Members of the Audit Committee
As of December 31, 2007, the members of the Audit Committee were Fred J. Dyment, chairman, and Walt DeBoni, Michael Kanovsky and Mac Van Wielingen, each of whom is independent and financially literate within the meaning of MI 52-110. As of February 14, 2008, Mac Van Wielingen and Michael Kanovsky were replaced by James C. Houck and John M. Stewart, each of whom is independent and financially literate within the meaning of MI 52-110. The following comprises a brief summary of each such past member’s and member’s education and experience:
36
Fred J. Dyment
Mr. Dyment has 30 years experience in the oil and gas business and is currently an independent businessman. His past business career included positions as President and CEO for Maxx Petroleum and President and CEO of Ranger Oil Limited. Mr. Dyment received a Chartered Accountant designation from the province of Ontario in 1972. Mr. Dyment currently sits as a Director on the Boards of Tesco Corporation, Western Oil Sands, ZCL Composites Inc. and Transglobe Energy Corporation. He has been a Director of ARC since 2003.
Walt DeBoni
Mr. DeBoni retired from Husky Energy Inc. where he held the position of VP, Canada Frontier & International Business. Prior to this Mr. DeBoni was CEO of Bow Valley Energy for a number of years. In addition to his time at Husky and Bow Valley he has also held numerous top executive posts in the oil and gas industry with major corporations. Mr. DeBoni holds a B.A.Sc. Chem. Eng. from the University of British Columbia, a MBA degree with a major in Finance from the University of Calgary and is a member of the association of Professional Engineers, Geologists and Geophysicists of Alberta and the Society of Petroleum Engineers. He is a past Chairman of the Petroleum Society of CIM, a past Director of the Society of Petroleum Engineers and has been a Director of ARC Resources since 1996.
Michael Kanovsky
Mr. Kanovsky graduated from Queen’s University with a B.Sc., P.Eng. and the Ivey School of Business. Mr. Kanovsky’s business career included the position of VP of Corporate Finance with a major Canadian investment dealer followed by co-founding Northstar Energy Corporation and PowerLink Corporation (electrical cogeneration) where he served as Executive Board Chairman and Director. Mr. Kanovsky is, amongst others, a Director of Bonavista Petroleum Inc. and Devon Energy Corporation. He has been a Director of ARC since 1996.
Mac Van Wielingen
Mr. Van Wielingen has served as a Director of ARC Resources Ltd. since its formation in 1996. He is Co-Chairman and a founder of ARC Financial Corporation. Previously Mr. Van Wielingen was a Senior Vice-President and Director of a major national investment dealer responsible for all corporate finance activities in Alberta. He has managed numerous significant corporate merger and acquisition transactions, capital raising projects and equity investments relating to the energy sector. Mr. Van Wielingen holds an Honours Business Degree from the University of Western Ontario Business School and has studied post-graduate Economics at Harvard University.
James C. Houck
Mr. James C. Houck was the President and Chief Executive Officer and a director of Western Oils Sands Ltd. until October 18, 2007. Mr. Houck has a B.Sc. from Trinity University and an MBA from the University of Houston. Mr. Houck has over 35 years of industry experience, primarily with Chevron Texaco Inc. where he held a number of senior management positions.
John M. Stewart
Mr. Stewart is Vice-Chairman and a founder of ARC Financial Corporation. Mr. Stewart has a B.Sc. in Engineering from the University of Calgary and an MBA from the University of British Columbia. Prior to ARC Financial he was a director and Vice-President of a major investment dealer.
Principal Accountant Fees and Services
The Audit Committee has not adopted specific policies and procedures for the engagement of non-audit services and pre-approves each such engagement or type of engagement for every fiscal year.

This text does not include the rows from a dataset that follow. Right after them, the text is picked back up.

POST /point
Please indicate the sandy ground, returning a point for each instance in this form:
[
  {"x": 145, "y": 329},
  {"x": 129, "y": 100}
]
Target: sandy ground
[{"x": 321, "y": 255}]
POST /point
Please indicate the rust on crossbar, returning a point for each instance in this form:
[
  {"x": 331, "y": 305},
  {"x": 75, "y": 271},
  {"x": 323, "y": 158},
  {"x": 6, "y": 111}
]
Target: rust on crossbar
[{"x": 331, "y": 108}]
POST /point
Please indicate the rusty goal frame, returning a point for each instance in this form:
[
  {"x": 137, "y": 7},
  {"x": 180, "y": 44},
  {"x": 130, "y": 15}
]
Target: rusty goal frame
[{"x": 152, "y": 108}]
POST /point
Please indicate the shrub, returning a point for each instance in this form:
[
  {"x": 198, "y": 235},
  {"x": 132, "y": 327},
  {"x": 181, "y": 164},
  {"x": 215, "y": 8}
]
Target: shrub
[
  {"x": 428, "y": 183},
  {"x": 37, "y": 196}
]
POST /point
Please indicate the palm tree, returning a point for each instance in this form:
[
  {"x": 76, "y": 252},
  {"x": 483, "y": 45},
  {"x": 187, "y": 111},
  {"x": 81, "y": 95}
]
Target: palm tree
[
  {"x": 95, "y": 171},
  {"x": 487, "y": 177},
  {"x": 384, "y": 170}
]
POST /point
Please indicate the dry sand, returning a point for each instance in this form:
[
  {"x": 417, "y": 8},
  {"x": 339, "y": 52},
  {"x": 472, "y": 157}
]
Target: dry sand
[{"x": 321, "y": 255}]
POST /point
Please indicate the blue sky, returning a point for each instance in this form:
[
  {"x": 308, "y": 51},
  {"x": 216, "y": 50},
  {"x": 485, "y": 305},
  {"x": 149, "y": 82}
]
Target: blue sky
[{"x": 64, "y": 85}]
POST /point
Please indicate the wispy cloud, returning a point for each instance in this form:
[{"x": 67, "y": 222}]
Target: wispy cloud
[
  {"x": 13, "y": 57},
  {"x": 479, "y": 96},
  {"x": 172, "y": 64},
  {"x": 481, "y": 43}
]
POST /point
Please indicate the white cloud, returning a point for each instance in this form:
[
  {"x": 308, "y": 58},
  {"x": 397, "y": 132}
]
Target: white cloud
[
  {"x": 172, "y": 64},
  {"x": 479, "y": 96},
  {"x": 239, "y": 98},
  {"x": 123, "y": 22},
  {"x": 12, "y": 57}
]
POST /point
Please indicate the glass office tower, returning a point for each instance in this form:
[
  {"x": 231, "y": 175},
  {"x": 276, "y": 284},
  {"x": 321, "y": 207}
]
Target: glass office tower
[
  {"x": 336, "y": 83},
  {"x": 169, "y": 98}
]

Our external auditor is Deloitte & Touche LLP. The following is a summary of the external audit services fees by category.
37
Audit Fees
The aggregate fees billed by our external auditor for audit services are:
2007 |
| $ | 768,375 |
|
2006 |
| $ | 293,426 |
|
Audit Related Fees
The aggregate fees billed by our external auditor for assurance and related services that are reasonably related to the performance of the audit or review of the financial statements (not included in audit services fees) are:
2007 |
| $ | 71,724 |
|
2006 |
| $ | 444,200 |
|
Tax Fees
The aggregate fees billed by our external auditor for professional services for municipal property tax compliance, tax advice and tax planning are:
2007 |
| $ | 139,780 |
|
2006 |
| $ | 158,195 |
|
All Other Fees
The aggregate fees billed by our external auditor for products and services not included under the headings: Audit Fees, Audit Related Fees, Tax Fees and All Other Fees.
2007 |
| $ | Nil |
|
2006 |
| $ | Nil |
|
CONFLICTS OF INTEREST
The Board of Directors has adopted a Code of Business Conduct and Ethics and a Code of Ethics for Senior Financial Officers (the “Codes”). In general, the private investment activities of employees, directors and officers are not prohibited, however, should an existing investment pose a potential conflict of interest the potential conflict is required by the Codes to be disclosed to the President or the Board of Directors. Any other activities of employees which pose a potential conflict of interest are also required by the Codes to be disclosed to the President or the Board of Directors. Any such potential conflicts of interests will be dealt with openly with full disclosure of the nature and extent of the potential conflicts of interests with the Trust.
It is acknowledged in the Codes that employees, officers and directors may be directors or officers of other entities engaged in the oil and gas business, and that such entities may compete directly or indirectly with the Trust. No assurance can be given that opportunities identified by directors of ARC Resources will be provided to us. Passive investments in public or private entities of less than one per cent of the outstanding shares will not be viewed as “competing” with the Trust. Any director, officer or employee of ARC Resources which is a director or officer of any entity engaged in the oil and gas business shall disclose such occurrence to the Board of Directors. Any director, officer or employee of ARC Resources who is actively engaged in the management of, or who owns an investment of one per cent or more of the outstanding shares, in public or private entities shall disclose such holding to the Board of Directors. In the event that any circumstance should arise as a result of such positions or investments being held or otherwise which in the opinion of the Board of Directors constitutes a conflict of interest which reasonably affects such person’s ability to act with a view to the best interests of the Trust, the Board of Directors will take such actions as are reasonably required to resolve such matters with a view to the best interests of the Trust. Such actions, without limitation, may include excluding such directors, officers or employees from certain information or activities of the Trust.
38
The Business Corporations Act (Alberta) provides that in the event that an officer or director is a party to, or is a director or an officer of or has a material interest in any person who is a party to, a material contract or material transaction or proposed material contract or proposed material transaction, such officer or director shall disclose the nature and extent of his or her interest and shall refrain from voting to approve such contract or transaction.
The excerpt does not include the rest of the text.